The simulated headset intent method as posted in the original question seems to be broadcast just as one would expect, but it doesn't appear to accomplish the goal of answering the call. While there appears to be code in place that should handle those intents, they simply aren't being cared about, which has to mean there must be some kind of new countermeasures in place against this method. The log doesn't show anything of interest either and I don't personally believe digging through the Android source for this will be worthwhile just due to the possibility of Google introducing a slight change that easily breaks the method used anyway.

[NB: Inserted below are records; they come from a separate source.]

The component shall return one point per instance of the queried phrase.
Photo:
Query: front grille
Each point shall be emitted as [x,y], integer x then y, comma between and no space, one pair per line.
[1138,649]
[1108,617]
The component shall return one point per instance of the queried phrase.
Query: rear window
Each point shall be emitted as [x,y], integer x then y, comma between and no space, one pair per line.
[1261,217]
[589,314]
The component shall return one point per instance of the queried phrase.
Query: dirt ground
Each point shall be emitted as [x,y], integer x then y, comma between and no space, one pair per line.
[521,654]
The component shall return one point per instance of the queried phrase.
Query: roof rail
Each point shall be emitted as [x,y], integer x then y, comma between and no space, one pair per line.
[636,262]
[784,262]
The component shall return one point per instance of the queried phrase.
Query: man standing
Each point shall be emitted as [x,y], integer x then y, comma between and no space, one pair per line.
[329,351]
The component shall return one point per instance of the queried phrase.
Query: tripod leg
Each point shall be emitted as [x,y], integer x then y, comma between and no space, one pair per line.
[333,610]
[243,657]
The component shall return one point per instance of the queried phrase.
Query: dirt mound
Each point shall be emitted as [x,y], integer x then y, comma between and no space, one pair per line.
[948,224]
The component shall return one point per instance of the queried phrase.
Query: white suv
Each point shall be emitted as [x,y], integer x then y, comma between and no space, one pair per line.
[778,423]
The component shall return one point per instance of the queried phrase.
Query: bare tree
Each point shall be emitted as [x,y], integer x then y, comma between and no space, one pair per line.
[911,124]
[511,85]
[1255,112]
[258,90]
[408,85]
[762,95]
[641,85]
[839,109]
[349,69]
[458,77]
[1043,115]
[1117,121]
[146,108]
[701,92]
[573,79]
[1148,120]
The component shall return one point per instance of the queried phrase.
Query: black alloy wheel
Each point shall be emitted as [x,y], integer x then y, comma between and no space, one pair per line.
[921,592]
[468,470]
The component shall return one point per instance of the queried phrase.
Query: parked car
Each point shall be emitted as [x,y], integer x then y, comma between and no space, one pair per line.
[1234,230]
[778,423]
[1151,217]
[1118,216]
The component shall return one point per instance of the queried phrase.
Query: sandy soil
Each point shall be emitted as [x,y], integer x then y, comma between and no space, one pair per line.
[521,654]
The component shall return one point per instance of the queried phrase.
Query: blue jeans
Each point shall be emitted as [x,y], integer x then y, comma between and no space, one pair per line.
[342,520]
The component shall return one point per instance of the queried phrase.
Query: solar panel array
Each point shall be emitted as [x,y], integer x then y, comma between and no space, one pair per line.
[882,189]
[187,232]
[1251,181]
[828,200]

Is there anything we can do right now?

The behavior can be consistently reproduced using the input executable. It takes in a keycode argument, for which we simply pass in KeyEvent.KEYCODE_HEADSETHOOK. The method doesn't even require root access making it suitable for common use cases in the general public, but there is a small drawback in the method - the headset button press event cannot be specified to require a permission, meaning it works like a real button press and bubbles up through the whole chain, which in turn means you have to be cautious about when to simulate the button press as it could, for example, trigger the music player to start playback if nobody else of higher priority is ready to handle the event.

Code?

new Thread(new Runnable() {

    @Override
    public void run() {
        try {
            Runtime.getRuntime().exec("input keyevent " +
                    Integer.toString(KeyEvent.KEYCODE_HEADSETHOOK));
        } catch (IOException e) {
            // Runtime.exec(String) had an I/O problem, try to fall back
            String enforcedPerm = "android.permission.CALL_PRIVILEGED";
            Intent btnDown = new Intent(Intent.ACTION_MEDIA_BUTTON).putExtra(
                    Intent.EXTRA_KEY_EVENT, new KeyEvent(KeyEvent.ACTION_DOWN,
                            KeyEvent.KEYCODE_HEADSETHOOK));
            Intent btnUp = new Intent(Intent.ACTION_MEDIA_BUTTON).putExtra(
                    Intent.EXTRA_KEY_EVENT, new KeyEvent(KeyEvent.ACTION_UP,
                            KeyEvent.KEYCODE_HEADSETHOOK));

            mContext.sendOrderedBroadcast(btnDown, enforcedPerm);
            mContext.sendOrderedBroadcast(btnUp, enforcedPerm);
        }
    }

}).start();

tl;dr

There is a nice public API for Android 8.0 Oreo and later.

There is no public API prior to Android 8.0 Oreo. The internal APIs are off-limits or simply without documentation. You should proceed with caution.